Ihr Atelier war sogar in Reiseführern vermerkt: Von Rosalba Carriera porträtiert zu werden, galt in der ersten Hälfte des 18. Jahrhunderts als besonderer Höhepunkt einer Venedig-Reise. Zur 350-Jahrfeier von Rosalba Carrieras Geburtstag widmet der Dresdner Zwinger nun der überragenden Meisterin des Pastells eine wunderbar elegante Ausstellung.
Titelbild
Bildnis eines jungen Mannes, um 1720, National Gallery, London.Foto: Sailko CC BY 3.0
Von 26. Juni 2023

Am 12. Januar 1673 wird Rosalba als erste von drei Töchtern des Ehepaars Andrea und Alba Carriera in Venedig geboren. Die Eltern ermöglichen ihren Töchtern eine gute Ausbildung. Sie umfasst Unterweisungen in Musik, Latein und Französisch, doch auch Sticken und kunsthandwerkliche Spitzenherstellung, die im Venedig des späten 17. Jahrhunderts bereits auf eine lange und berühmte Tradition zurückblicken kann, stehen auf dem Unterrichtsprogramm der Mädchen.

Liebevolle Familienbande

Schon in diesen gemeinsamen Kindheitstagen scheinen sich die Schwestern Carriera sehr verbunden gewesen zu sein, denn als Rosalba im Alter von 22 Jahren eine Kunstwerkstatt eröffnet, um dort Miniaturen zu malen und zu verkaufen, bezieht sie ihre beiden jüngeren Geschwister Giovanna und Angela sofort mit ein.

Sie gibt beiden Malunterricht und legt so den Grundstein für ihr kleines, feines, familiär geprägtes Unternehmen. Auch die verwitwete Mutter hilft von Anfang an im Kunstatelier mit.

Selbstporträt mit einem Bildnis der Schwester Giovanna, um 1715, Pastell auf Papier, 71 x 57 cm Foto: public domain

Miniaturen auf Elfenbein

Der zurückhaltende und bescheidene Star der Werkstatt ist und bleibt jedoch Rosalba. Entstehen von ihrer Hand zuerst meist ovale Vignetten mit figürlichen Allegorien oder goldgerahmte Porträts im Taschenformat, die sie mit Gouache- und Aquarellfarben auf Elfenbein mehr tupft als malt, so wendet sie sich ab 1700 verstärkt der malerischen Zeichnung mit Pastellkreiden zu.

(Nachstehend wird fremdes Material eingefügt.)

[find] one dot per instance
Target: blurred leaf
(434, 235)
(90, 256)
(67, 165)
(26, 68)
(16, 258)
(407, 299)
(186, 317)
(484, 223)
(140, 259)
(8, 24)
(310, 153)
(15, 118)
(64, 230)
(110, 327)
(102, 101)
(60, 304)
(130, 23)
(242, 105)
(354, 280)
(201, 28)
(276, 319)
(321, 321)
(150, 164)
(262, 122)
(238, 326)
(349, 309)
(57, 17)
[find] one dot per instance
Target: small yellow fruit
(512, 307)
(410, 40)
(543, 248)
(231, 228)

Die Formate werden nun größer – so groß, dass die Porträts – meist als Brustbilder angelegt – die Dargestellten in annähernder Lebensgröße zeigen. Die Maße der Papiere und Kartons, auf die Rosalba nun zeichnet, haben jedoch immer noch eine komfortabel transportier- oder versendbare Größe.

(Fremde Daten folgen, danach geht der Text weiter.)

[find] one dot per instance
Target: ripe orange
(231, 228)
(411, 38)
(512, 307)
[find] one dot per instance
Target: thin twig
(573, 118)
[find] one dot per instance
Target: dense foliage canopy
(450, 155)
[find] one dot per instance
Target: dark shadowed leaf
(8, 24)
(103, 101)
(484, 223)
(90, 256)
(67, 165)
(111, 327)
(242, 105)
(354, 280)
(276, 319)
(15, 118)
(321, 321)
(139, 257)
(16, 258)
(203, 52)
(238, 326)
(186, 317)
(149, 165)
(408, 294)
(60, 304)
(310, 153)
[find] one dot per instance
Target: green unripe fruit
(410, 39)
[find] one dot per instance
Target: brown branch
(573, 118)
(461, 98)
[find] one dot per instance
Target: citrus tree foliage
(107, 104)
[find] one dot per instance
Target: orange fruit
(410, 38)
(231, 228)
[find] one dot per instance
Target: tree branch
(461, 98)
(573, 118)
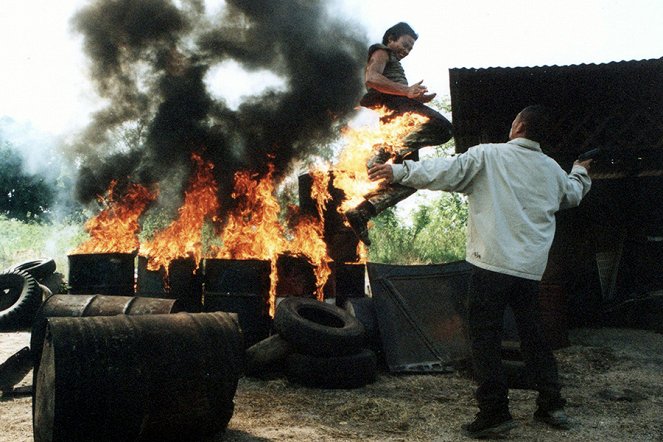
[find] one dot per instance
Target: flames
(183, 237)
(115, 229)
(361, 145)
(253, 227)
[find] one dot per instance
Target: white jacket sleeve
(578, 184)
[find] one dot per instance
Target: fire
(115, 228)
(183, 237)
(364, 142)
(253, 230)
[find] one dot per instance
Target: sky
(44, 81)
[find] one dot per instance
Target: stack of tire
(317, 345)
(22, 291)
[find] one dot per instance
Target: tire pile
(22, 289)
(316, 345)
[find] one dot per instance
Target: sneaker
(492, 426)
(555, 418)
(358, 221)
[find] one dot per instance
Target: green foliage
(23, 241)
(22, 196)
(435, 233)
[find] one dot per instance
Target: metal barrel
(103, 273)
(92, 305)
(143, 377)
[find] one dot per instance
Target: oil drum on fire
(143, 377)
(102, 273)
(92, 305)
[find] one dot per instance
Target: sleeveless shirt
(393, 70)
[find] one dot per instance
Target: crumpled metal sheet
(422, 315)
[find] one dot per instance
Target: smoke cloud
(149, 60)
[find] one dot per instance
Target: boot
(358, 218)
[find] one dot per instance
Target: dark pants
(437, 130)
(490, 293)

Mit der Gondel zur Meisterin des Pastells

Denn: Es sind vor allem adelige Reisende, Kultur und Vergnügen suchende Besucher der „Serenissima“, der „heiteren, gelassenen, ruhigen“, der „durchlauchtigsten ‚Reppublica di San Marco‘“, die sich von Gondeln zur Anlegestelle des äußerlich unscheinbaren Palazzo am Canale Grande zum Atelier Rosalbas bringen lassen.

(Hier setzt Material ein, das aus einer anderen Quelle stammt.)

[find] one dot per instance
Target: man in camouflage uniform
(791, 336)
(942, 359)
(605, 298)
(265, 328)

Unter ihnen und durch sie verbreitet sich die Kunde von der einzigartigen Könnerschaft Rosalbas und dringt bis in alle Winkel des adeligen Europa. Ein Porträt von ihrer Hand zu besitzen, ist schließlich fast mit einem Ritterschlag zu vergleichen. Das zarte, einzigartige Kunstwerk in Pastell ist weit mehr als ein Souvenir – es ist eine begehrte Trophäe.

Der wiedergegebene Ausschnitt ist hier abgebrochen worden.